CustomsBridge diagram

 

Le résultat

«Après plusieurs mois d’utilisation d’OVHcloud AI Training et l’entraînement de multiples types de modèles d’IA, je n’ai jamais connu de problèmes d’installation ou de paramétrage» se félicite Hamza Saouli. «OVHcloud nous donne la possibilité de choisir l’image Docker sur laquelle va être lancé l’apprentissage, c’est une approche extrêmement simple et efficace. J’ai utilisé ces conteneurs pour des modèles de Transformers et Tensorflow pour un ChatBot avec les images disponibles et cela fonctionne parfaitement.»

Outre l’apprentissage de ses modèles, phase traditionnellement très coûteuse en espace mémoire et en puissance de calcul, Customs Bridge réfléchit aujourd’hui à la scalabilité de son modèle au niveau de la production lorsque la start-up signera ses premiers clients. «Pour le moment, notre modèle le plus performant est un modèle classique qui ne nécessite pas de GPU pour être déployé en production» explique Hamza Saouli. «Lorsque nous utiliserons des jeux de données plus important, nous allons augmenter les volumes de données d’un facteur x100 à x1000 dans un avenir proche. Ce facteur nous importe peu et tout dépendra de la pertinence du modèle. C’est tout l’intérêt d’une approche Cloud : OVHcloud nous permettra de faire croître les volumes de données sans contrainte d’infrastructure. Nous n’avons pas à brider nos modèles, nous allons simplement expérimenter jusqu’à évaluer le volume nécessaire pour atteindre la précision que nous recherchons. C’est la liberté que nous apporte le modèle Cloud.»
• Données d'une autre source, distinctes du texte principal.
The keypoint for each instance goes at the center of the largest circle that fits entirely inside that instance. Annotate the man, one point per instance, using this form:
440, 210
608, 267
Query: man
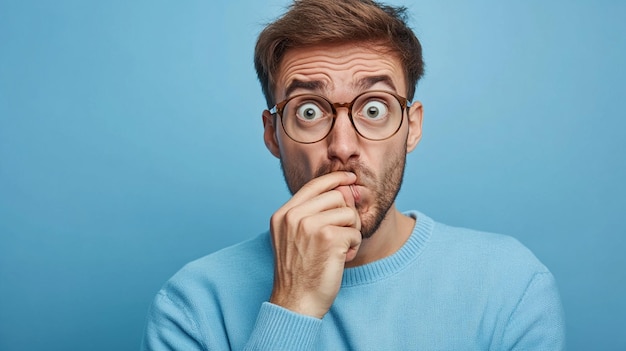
341, 268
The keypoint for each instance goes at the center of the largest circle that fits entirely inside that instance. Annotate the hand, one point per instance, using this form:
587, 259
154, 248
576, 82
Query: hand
314, 234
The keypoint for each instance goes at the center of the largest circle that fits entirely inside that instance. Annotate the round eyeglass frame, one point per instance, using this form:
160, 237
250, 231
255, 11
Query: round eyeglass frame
279, 107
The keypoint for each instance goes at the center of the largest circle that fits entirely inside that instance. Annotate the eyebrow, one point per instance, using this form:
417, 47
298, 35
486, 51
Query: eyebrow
361, 85
314, 85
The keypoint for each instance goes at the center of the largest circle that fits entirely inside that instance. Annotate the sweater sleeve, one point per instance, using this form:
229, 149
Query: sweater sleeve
171, 327
537, 321
280, 329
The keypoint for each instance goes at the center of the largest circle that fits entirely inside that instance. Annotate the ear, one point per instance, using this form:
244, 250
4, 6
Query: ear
269, 133
415, 126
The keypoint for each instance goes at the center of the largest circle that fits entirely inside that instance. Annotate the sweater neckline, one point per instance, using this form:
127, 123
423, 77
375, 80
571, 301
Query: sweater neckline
390, 265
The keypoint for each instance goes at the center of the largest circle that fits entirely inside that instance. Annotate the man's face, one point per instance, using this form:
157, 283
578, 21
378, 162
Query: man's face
340, 73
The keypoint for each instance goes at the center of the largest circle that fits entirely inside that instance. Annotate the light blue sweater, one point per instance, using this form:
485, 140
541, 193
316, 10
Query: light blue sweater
445, 289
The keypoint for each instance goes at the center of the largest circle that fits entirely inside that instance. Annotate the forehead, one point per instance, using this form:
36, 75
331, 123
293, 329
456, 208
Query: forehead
339, 70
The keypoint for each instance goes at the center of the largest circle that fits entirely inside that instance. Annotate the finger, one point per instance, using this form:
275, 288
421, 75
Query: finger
337, 217
351, 242
348, 194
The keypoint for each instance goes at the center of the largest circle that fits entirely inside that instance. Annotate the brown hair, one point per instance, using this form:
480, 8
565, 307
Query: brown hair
312, 22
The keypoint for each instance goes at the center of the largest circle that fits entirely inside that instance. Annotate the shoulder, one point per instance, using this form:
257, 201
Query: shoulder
249, 260
497, 251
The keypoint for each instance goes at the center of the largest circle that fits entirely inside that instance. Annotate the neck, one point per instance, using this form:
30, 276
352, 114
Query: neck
393, 232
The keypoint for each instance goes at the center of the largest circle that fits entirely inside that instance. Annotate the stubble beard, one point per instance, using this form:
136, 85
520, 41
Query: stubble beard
383, 188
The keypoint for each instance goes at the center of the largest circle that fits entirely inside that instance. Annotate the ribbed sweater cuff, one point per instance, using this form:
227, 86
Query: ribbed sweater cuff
277, 329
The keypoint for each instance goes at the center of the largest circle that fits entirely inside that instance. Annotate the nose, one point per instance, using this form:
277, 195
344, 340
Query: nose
343, 140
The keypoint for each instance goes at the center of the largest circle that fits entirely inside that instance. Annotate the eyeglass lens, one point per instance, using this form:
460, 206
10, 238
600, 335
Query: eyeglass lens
310, 118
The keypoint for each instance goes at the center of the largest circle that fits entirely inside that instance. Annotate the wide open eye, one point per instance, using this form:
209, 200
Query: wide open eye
374, 109
309, 111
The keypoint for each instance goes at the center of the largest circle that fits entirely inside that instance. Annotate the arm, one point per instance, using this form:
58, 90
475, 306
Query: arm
313, 235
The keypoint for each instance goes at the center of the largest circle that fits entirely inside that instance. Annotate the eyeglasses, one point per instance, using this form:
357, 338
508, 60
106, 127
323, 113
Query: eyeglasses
309, 118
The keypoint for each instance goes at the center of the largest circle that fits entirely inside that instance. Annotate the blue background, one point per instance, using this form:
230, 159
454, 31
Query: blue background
131, 143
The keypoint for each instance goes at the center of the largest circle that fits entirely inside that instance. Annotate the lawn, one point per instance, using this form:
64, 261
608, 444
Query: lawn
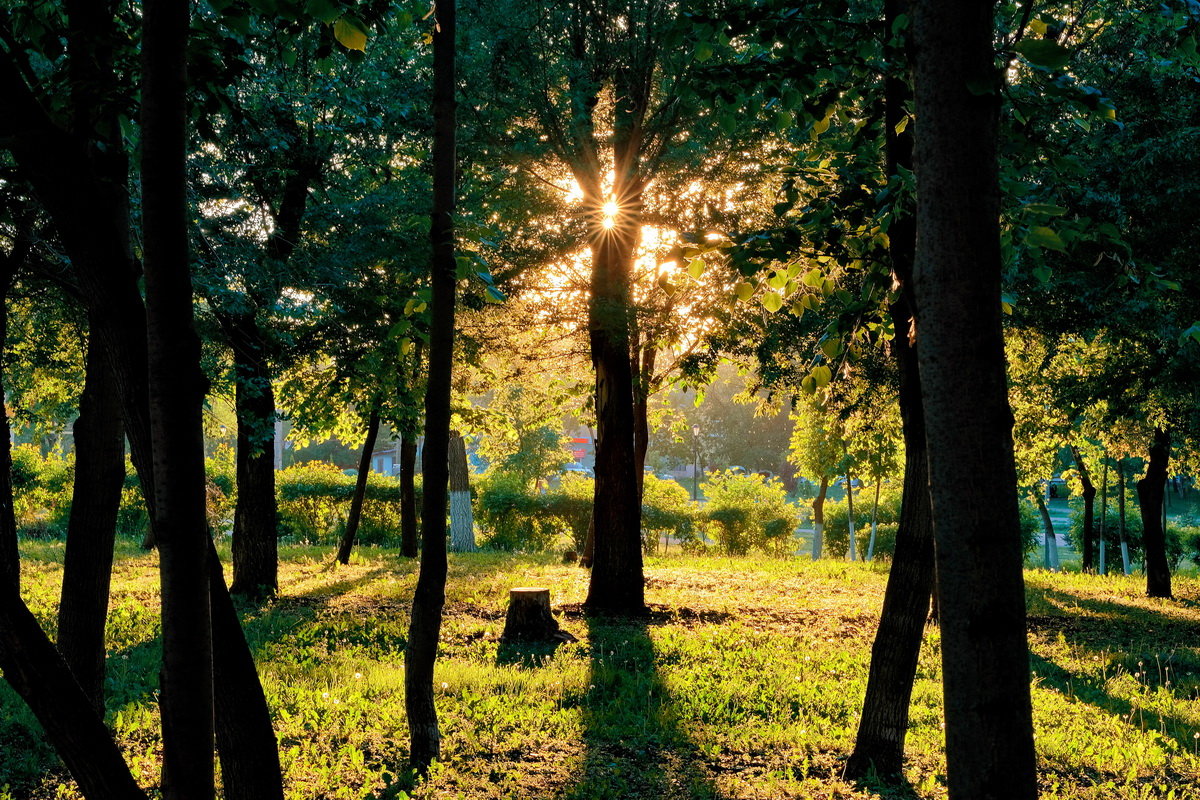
743, 683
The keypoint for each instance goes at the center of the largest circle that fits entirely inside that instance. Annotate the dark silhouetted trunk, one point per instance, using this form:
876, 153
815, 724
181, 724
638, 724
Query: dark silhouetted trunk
91, 527
989, 726
1089, 494
256, 516
360, 488
462, 521
883, 723
1151, 491
408, 539
425, 625
177, 391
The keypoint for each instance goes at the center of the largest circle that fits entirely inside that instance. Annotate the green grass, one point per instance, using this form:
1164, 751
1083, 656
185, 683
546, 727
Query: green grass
744, 683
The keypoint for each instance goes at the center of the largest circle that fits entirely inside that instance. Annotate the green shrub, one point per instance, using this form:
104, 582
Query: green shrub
748, 512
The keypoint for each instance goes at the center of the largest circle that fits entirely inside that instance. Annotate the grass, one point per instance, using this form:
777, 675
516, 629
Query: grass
744, 683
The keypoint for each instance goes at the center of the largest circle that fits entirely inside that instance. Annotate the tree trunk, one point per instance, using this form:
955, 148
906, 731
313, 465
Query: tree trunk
360, 488
1089, 493
177, 391
462, 522
1151, 491
40, 675
1121, 533
1050, 545
819, 518
91, 527
408, 543
883, 723
425, 626
617, 584
989, 728
256, 517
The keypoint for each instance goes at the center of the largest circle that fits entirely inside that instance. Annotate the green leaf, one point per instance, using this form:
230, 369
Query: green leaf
1044, 53
1043, 236
351, 32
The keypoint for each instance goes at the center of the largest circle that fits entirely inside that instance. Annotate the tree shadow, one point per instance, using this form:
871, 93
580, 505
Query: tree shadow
635, 746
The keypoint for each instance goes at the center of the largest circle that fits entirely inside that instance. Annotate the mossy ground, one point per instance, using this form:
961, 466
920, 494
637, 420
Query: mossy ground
743, 683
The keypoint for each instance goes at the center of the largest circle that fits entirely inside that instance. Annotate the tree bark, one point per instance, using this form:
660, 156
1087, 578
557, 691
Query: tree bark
425, 625
462, 522
177, 391
1089, 494
408, 543
91, 527
256, 516
989, 728
1151, 492
360, 488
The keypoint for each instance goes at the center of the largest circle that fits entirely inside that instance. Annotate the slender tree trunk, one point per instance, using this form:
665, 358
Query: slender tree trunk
989, 727
819, 518
177, 391
1089, 494
425, 626
91, 527
1151, 492
1050, 547
360, 488
462, 521
256, 516
408, 543
617, 583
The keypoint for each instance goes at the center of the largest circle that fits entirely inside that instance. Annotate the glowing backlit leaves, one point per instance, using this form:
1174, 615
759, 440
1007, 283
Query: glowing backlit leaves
351, 32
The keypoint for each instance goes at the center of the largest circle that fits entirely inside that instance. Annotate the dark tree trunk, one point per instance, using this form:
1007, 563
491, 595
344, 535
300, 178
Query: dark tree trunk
425, 625
989, 728
883, 723
250, 755
40, 675
408, 543
360, 488
1089, 493
617, 584
1151, 492
177, 391
462, 521
256, 516
91, 527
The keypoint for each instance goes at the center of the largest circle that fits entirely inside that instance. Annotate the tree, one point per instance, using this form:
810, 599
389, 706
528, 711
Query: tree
989, 729
430, 596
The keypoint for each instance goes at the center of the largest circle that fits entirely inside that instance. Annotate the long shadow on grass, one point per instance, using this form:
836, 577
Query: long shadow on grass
635, 749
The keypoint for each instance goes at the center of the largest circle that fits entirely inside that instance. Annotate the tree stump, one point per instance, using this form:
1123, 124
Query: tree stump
529, 618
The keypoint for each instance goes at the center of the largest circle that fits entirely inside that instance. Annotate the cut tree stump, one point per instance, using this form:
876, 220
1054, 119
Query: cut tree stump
529, 618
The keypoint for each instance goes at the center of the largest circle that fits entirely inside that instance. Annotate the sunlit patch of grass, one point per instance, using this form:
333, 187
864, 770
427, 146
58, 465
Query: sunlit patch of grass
744, 681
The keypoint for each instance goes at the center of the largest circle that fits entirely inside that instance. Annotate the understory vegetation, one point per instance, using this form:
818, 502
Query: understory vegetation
743, 681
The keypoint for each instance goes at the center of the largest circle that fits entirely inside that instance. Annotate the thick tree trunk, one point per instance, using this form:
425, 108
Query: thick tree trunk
256, 516
360, 488
425, 626
989, 727
408, 543
1151, 491
177, 391
617, 584
883, 723
462, 521
91, 527
819, 518
40, 675
1089, 494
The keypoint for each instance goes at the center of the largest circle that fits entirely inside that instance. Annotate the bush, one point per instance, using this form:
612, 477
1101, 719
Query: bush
748, 512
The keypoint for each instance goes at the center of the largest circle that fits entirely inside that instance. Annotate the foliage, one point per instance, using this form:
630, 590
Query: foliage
747, 512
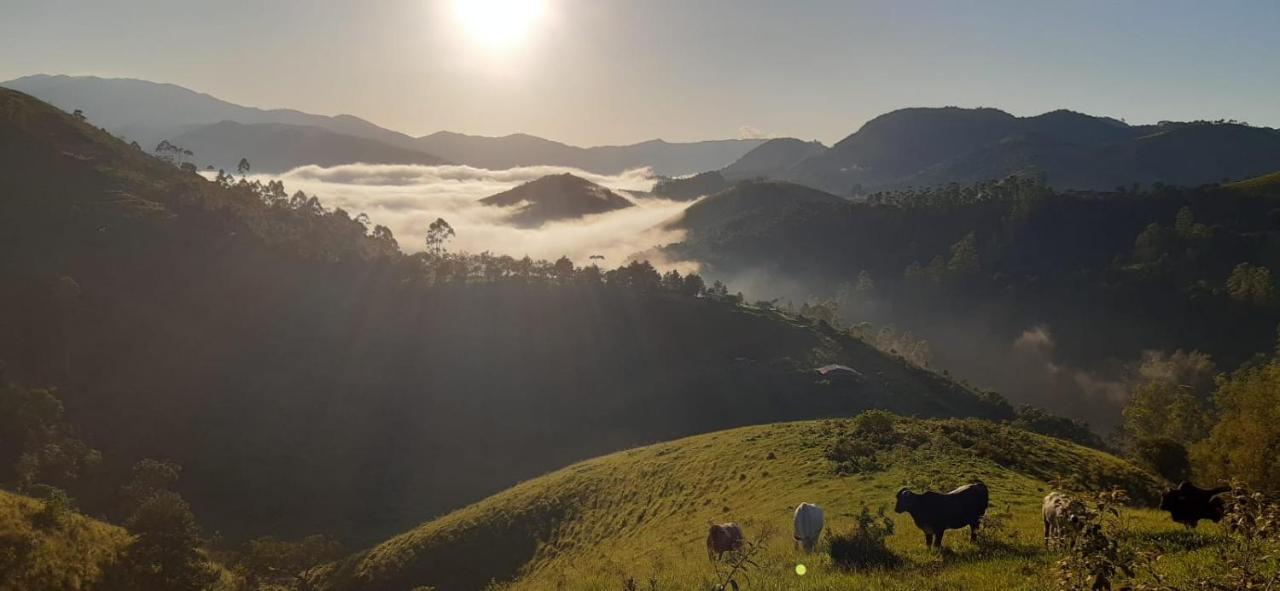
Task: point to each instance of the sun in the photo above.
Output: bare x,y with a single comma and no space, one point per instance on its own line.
498,23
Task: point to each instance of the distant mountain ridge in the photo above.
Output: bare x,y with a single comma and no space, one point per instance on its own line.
275,147
919,147
557,197
147,113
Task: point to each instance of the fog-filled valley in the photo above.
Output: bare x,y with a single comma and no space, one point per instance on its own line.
288,348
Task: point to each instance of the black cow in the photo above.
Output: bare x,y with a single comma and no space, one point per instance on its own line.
1188,503
935,513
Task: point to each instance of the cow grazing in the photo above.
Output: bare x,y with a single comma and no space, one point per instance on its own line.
1188,503
1061,516
935,513
808,525
723,537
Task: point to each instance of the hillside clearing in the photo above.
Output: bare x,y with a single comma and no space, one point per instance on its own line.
641,514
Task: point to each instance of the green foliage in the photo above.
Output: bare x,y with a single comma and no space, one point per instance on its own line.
37,445
56,507
964,257
1098,557
863,544
737,564
438,233
1037,420
645,511
1243,441
1165,411
268,562
1252,284
36,554
1165,457
164,554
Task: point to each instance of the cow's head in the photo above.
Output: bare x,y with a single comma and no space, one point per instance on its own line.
905,500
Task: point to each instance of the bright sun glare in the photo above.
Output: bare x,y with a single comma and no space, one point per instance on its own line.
498,23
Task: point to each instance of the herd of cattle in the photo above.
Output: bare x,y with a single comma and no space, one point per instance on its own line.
937,512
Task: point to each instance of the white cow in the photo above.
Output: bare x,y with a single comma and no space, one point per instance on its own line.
808,525
1061,514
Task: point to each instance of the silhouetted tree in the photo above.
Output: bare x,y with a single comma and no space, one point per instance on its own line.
438,233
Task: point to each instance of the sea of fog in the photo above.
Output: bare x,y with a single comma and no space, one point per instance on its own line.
408,197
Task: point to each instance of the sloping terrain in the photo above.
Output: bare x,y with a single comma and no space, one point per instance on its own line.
927,147
643,513
973,269
556,197
311,379
39,554
1264,184
671,159
147,113
275,147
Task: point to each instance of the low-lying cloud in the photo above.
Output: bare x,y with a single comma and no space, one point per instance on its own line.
408,197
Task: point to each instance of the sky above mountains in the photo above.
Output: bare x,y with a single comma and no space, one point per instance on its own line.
599,72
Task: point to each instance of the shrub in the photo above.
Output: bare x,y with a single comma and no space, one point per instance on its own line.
1164,457
55,509
863,545
1097,558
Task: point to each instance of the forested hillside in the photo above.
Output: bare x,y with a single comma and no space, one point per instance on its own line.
310,379
641,514
1009,279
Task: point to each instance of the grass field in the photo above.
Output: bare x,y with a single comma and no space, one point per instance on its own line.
641,514
68,555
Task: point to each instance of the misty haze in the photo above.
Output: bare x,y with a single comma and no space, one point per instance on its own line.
649,296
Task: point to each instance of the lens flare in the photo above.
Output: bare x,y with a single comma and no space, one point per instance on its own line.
498,23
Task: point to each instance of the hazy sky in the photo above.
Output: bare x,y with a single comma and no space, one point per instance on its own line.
594,72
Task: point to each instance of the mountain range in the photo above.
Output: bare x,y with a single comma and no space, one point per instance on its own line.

Customs Bridge utilisera alors des instances GPU en production si le besoin s’en fait sentir. La start-up aura alors la possibilité d’exécuter ses modèles d’IA sur le service OVHcloud ML Serving. «De même, le service Data Preparation d’OVHcloud est potentiellement intéressant pour nous lorsque nous aurons de plus gros volumes de données à traiter en amont de nos modèles. L’allocation dynamique des ressources nous permet de ne payer que ce que l’on consomme réellement et c’est un atout pour Customs Bridge conclut l’expert en intelligence artificielle.